Aside from the cities of Meersburg and Konstanz, there are three islands on the lake well worth a visit or, in our case, a revisit.
The 110-acre garden island of Mainau is renowned for its carpets of flowers and greenhouses. It has nearly 10,000 rose bushes, lots of different types of gardens, thousands of butterflies, a 13th-century baroque palace, plenty of restaurants, a petting zoo and a magnificent arboretum. Plus, as you wander around the gardens, you get tantalising glimpses of the lake.
It is an unquestionably beautiful place and one of the most visited sites in the area, with over two million visitors every year. It’s the place my late mother – a keen gardener – always wanted to visit when she came to stay. She, my father, and their friends, spent many a happy hour wandering through its gardens.
On the Thursday, we took the boat directly from Meersburg to Mainau. Given the time of year, we expected the island to be ablaze with colour, and we weren’t disappointed. We’d missed the spring bulbs but the rhododendruns were still in full bloom.
To the west of Konstanz, and directly opposite where we once lived in Hegne, is Reichenau. Declared a UNESCO world Heritage Site in 2000 because of its monastery, the Abbey of Reichenau. The abbey’s minster church is dedicated to the Virgin Mary and Saint Mark. Two further churches built on the island were consecrated to Saint George, and to Saints Peter and Paul. Reichenau’s famous artworks include (in the church of St George) the Ottonian murals of miracles of Christ, unique survivals from the 10th century.
Today the island is better known for its vegetable farms which at certain times of the year smell strongly of cabbages, its annual Wine Festival and the Wollmatinger Ried which is a large nature reserve next to the island.

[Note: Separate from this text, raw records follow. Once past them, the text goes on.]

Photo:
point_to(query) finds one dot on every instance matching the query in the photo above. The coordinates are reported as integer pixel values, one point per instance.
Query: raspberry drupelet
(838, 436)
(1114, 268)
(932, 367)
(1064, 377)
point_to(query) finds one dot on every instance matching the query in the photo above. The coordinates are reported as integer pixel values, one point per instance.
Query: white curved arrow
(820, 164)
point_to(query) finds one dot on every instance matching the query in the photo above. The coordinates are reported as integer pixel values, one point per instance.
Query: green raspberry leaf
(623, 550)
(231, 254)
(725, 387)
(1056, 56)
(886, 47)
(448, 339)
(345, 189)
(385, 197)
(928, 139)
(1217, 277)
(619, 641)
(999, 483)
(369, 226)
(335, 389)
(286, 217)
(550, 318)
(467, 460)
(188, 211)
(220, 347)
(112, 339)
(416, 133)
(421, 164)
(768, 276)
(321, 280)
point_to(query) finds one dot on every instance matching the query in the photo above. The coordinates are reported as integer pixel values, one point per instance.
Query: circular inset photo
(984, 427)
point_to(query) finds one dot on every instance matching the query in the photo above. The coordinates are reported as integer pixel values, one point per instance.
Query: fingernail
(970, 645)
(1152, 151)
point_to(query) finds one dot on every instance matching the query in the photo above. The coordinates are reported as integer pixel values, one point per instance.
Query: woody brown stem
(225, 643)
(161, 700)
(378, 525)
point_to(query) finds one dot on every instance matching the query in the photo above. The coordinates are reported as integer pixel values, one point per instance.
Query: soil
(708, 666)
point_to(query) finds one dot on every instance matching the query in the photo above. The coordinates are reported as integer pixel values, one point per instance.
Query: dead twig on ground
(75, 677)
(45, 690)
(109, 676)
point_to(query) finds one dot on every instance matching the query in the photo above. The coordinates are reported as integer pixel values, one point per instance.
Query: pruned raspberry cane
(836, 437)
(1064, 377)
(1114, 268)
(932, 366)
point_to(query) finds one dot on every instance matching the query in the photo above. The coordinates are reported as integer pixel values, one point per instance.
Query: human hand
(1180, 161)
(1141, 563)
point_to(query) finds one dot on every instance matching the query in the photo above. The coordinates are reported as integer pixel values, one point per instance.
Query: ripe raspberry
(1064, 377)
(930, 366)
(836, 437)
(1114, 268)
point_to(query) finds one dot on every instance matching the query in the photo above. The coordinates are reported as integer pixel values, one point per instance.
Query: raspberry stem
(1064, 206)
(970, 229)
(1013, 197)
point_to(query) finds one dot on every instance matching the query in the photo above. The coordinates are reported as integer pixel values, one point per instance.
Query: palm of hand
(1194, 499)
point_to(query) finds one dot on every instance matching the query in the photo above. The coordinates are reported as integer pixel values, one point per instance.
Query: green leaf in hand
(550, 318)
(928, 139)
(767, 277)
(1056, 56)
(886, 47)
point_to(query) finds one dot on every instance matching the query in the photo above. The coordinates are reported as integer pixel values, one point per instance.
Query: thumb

It’s a reeded wetland used by many birds as a stopover during their annual migration.
On the other side of the lake you’ll find Lindau which has a magnificent harbour guarded by a Bavarian (it’s in Bayern, not Baden-Wurttemburg) lion and lighthouse, in addition the town is full of medieval half-timbered and painted buildings.
We visited on Saturday when the sun shone, the market was in full-swing and the place was busy with tourists. Like many of the old towns on the lake, it’s not changed much and is instantly recognisable. We ate lunch (more asparagus) at one of favourite spots looking out over the harbour. There’s a boat from Meersburg to Lindau but it takes 21/2 hours to get there so we drove and parked in a new multi-storey car park next to the new entertainment centre, both recently built on the island but outside of the old city walls.
Any trip to the Lake of Constance should include visits to all three of these islands. In fact, it’s hard to think of anywhere around the lake not worthy of a visit, though obviously the more picturesque places like Konstanz and Meersburg are worthy of more than a cursory visit.